Normally, Deanie wouldn't take the poetry that is being taught by her high school teacher very seriously. But explaining a poem about the termination of an eternal love affair is just too much for her. Devastated and overcome, she slowly walks to the front of the room with her textbook still cradled in her arms and her hand shielding and cradling the side of her face - to ask to be excused. Experiencing a nervous breakdown, she runs from the classroom before finishing her sentence. Upset, Juanita begins crying. In the school nurse's office, Deanie denies that she has a problem - she both giggles and cries hysterically: "I'm all right, I'm perfectly all right." In a darkened movie theatre, a brooding Bud and two buddies discuss Deanie. When Toots asks about dating Bud's ex-girlfriend ("Hot dog - now it's my chance"), Bud apathetically doesn't object: "I can't stop you."
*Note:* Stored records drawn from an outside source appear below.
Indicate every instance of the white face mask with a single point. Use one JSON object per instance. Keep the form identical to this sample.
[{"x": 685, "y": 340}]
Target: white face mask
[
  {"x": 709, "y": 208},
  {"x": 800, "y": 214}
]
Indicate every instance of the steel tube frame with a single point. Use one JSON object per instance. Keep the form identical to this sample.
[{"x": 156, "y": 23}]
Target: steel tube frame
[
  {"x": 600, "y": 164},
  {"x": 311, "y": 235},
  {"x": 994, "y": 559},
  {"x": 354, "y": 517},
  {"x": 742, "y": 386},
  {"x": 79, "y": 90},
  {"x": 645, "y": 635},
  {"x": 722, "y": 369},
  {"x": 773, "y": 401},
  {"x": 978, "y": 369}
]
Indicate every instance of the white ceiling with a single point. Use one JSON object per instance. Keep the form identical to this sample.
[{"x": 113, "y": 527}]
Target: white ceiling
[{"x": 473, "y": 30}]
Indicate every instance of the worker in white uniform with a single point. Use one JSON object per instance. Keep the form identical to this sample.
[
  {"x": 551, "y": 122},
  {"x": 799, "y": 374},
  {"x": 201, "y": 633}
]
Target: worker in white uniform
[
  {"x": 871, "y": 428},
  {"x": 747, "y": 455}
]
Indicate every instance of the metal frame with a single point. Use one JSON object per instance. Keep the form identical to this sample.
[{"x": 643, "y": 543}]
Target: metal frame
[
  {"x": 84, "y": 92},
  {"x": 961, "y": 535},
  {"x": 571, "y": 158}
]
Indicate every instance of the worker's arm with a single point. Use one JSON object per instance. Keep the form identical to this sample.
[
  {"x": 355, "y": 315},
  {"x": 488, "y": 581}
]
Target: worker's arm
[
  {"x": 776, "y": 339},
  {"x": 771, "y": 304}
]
Deanie's subsequent, heart-breaking mental and emotional breakdown, due to acquiescence to her parents, is shown in stages. In her home, her father and mother propose that a full-course, nourishing midwestern meal smothered with gravy will make her feel better: "Veal roast, mashed potatoes, and succotash for my girl. Eat a good meal, Deanie. Make you feel better. Always drink plenty of milk, Deanie." She trembles and jumps up from the table when her father mentions Bud's acquisition of a brand new car because the Stamper oil industry is thriving and making everyone rich. Spiraling downward, she has suicidally lost all will to live:
Mom, I can't eat, I can't study. I can't even face my friends anymore. I want to die. I want to die.